P2P Payment Fraud Detection at Cafebazaar

Rule-based fraud scoring on the peer-to-peer payment platform — cut manual review workload by ~70% by auto-deciding the obvious cases and prioritising the rest.

Context

The peer-to-peer payment platform was growing faster than manual review could keep up with. Moderators were backlogged, response times were slow, and bad transactions were slipping through — not because the signals were invisible, but because no one had wired them up. The problem had three parts: identify suspicious activity automatically, give moderators what they needed to act quickly on the rest, and make the system improve over time.

The system

Behavioural signals. The scoring model ran on four primary signals: transaction velocity (how many transactions from this account in the last N hours), amount patterns (unusual amounts relative to the account’s history), device fingerprinting (new or shared devices), and account age (new accounts transact at higher base rates of fraud). Each signal was assigned a weight; signals combined into a risk score between 0 and 100.

Risk score to action mapping. Low scores auto-approved. Medium scores applied soft limits (reduced transaction caps, step-up authentication). High scores held the transaction for manual review or rejected it outright, depending on the score ceiling. The threshold between tiers was calibrated iteratively — the initial values were set from historical data, then adjusted based on moderator feedback.

Moderator dashboard. The review queue was prioritised by risk score, not by arrival time, so moderators always looked at the most suspicious transactions first. Each transaction surfaced a timeline of the account’s recent activity alongside the individual signal contributions to the score — so a moderator could see not just “risk score: 87” but “velocity spike in the last 2 hours, new device, third transaction today.” One-click approve, hold, and reject actions kept the review loop fast.

Feedback loop. Moderator decisions fed back into the rule system. When a moderator marked a transaction as fraudulent, the signals present in that transaction were logged; over time, the weight calibration was updated from the accumulated signal-decision pairs. The loop ran on a weekly cadence rather than in real time, which kept it stable and auditable.

Why rules, not ML

The temptation was to reach for an ML model — this is the kind of problem that looks like a classification task and has enough data to train on. The choice to stay with explicit rules was deliberate. Moderators needed to be able to challenge a decision: “this transaction was flagged — why?” is a question that comes up in customer disputes, and “the model assigned it 0.87” is not an answer that satisfies anyone. Rule-based scores explain themselves. They’re also easier to tune from feedback: if the velocity signal is producing too many false positives on a particular user segment, you adjust the weight for that segment and see the change immediately. With a model, you retrain, validate, shadow-deploy, and wait. For the scale and ML maturity of the team at the time, the rule-based approach was the right call — not a fallback, but the better fit.

What was hard

False-positive tuning. Legitimate transactions getting flagged caused real user friction — a payment held for review is a frustrated customer, sometimes a lost transaction.
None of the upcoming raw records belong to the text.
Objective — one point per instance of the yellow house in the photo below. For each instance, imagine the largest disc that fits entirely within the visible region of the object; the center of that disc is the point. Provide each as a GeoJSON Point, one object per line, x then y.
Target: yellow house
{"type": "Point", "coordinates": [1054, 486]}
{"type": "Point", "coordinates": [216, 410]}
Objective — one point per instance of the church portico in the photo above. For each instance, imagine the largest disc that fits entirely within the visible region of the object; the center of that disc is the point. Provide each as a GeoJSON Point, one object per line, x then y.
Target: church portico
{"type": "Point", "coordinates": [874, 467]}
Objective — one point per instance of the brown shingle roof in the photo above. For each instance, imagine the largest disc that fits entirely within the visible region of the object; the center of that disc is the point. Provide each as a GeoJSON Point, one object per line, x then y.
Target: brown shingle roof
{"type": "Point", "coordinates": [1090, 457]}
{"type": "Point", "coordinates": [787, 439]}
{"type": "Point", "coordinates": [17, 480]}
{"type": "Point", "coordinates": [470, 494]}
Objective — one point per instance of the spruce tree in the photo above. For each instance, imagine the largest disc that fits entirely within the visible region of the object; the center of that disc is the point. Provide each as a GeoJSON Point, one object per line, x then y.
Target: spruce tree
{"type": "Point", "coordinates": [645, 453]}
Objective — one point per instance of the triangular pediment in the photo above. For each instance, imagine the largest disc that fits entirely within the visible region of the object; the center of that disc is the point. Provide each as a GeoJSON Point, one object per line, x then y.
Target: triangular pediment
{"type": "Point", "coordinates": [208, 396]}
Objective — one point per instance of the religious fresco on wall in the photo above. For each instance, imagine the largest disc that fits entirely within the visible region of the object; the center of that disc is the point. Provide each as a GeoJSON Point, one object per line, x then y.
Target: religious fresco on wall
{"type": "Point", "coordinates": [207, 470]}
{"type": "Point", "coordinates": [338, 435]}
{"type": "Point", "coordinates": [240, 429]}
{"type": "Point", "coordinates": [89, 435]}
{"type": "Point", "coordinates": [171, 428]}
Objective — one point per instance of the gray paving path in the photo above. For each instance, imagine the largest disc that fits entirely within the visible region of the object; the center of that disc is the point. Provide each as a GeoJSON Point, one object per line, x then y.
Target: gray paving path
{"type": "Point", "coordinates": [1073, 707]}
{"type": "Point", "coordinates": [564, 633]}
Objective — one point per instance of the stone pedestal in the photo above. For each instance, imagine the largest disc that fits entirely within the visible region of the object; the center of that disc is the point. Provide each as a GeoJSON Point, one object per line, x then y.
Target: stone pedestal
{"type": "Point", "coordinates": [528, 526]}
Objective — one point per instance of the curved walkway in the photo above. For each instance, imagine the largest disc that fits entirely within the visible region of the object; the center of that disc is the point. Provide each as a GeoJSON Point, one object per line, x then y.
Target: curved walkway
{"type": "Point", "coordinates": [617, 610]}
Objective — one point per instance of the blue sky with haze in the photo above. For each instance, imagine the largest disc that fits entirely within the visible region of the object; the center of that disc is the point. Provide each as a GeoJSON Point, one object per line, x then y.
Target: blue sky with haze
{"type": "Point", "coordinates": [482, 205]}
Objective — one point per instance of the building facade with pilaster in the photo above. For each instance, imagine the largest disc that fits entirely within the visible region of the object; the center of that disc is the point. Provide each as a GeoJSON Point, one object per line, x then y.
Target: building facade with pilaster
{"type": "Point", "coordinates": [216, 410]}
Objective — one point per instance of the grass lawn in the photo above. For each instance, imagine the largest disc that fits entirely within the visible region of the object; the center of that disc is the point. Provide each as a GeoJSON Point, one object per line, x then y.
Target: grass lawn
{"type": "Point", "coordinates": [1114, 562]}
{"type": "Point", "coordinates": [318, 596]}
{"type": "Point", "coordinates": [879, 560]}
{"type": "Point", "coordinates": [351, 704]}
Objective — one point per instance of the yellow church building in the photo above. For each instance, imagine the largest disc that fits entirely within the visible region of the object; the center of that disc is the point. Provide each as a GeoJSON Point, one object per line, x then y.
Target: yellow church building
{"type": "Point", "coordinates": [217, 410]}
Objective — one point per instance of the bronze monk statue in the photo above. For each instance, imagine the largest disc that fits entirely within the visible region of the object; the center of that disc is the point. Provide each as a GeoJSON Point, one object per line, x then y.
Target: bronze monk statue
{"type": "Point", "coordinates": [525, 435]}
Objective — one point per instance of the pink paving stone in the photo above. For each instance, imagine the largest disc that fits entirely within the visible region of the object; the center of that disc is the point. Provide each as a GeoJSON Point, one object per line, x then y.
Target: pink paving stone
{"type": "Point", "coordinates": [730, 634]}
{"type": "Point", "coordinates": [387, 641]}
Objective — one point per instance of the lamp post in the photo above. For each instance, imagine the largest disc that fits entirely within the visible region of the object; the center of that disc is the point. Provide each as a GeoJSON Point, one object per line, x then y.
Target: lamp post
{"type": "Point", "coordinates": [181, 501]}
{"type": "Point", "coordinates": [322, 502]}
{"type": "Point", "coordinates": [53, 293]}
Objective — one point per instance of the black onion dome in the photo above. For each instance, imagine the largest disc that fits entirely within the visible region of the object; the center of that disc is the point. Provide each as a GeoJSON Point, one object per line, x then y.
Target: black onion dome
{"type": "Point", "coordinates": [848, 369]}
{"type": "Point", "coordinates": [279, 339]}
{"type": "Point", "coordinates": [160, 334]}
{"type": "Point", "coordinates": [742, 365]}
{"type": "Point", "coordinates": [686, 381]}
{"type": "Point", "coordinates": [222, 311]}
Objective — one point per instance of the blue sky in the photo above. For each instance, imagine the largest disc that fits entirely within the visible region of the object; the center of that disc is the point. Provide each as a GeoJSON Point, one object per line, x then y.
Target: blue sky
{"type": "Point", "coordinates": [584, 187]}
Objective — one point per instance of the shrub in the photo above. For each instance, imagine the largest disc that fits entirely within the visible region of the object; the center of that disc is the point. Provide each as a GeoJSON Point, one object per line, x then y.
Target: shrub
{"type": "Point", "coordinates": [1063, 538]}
The initial thresholds were too aggressive; the first week of production surfaced that. Calibrating them down without opening a gap for fraud was ongoing work. It wasn’t a launch task; it was a monthly calibration task for the first six months, then quarterly after that. The moderator dashboard became the primary tool for this: when the false-positive queue filled with obvious legitimate transactions, the thresholds needed adjusting.

Signal weighting across user segments. Device fingerprinting is a strong signal for new accounts but almost meaningless for established users who occasionally log in from a new device. Account age means something different for a merchant account than for a personal one. The weighting had to vary by segment, and those variations had to be defensible — a moderator who disagreed with a decision should be able to understand why the system scored it the way it did, and the explanation should hold up. Getting this right required close collaboration with the moderator team, who had the domain knowledge we didn’t.

Outcome

	Before	After
Manual review burden	~100% of transactions	~30% (high-risk only)
Moderator workload	Baseline	~70% reduction
Response time	Slow, backlogged	Near-instant for auto-decisions

Stack

Python, Django, PostgreSQL.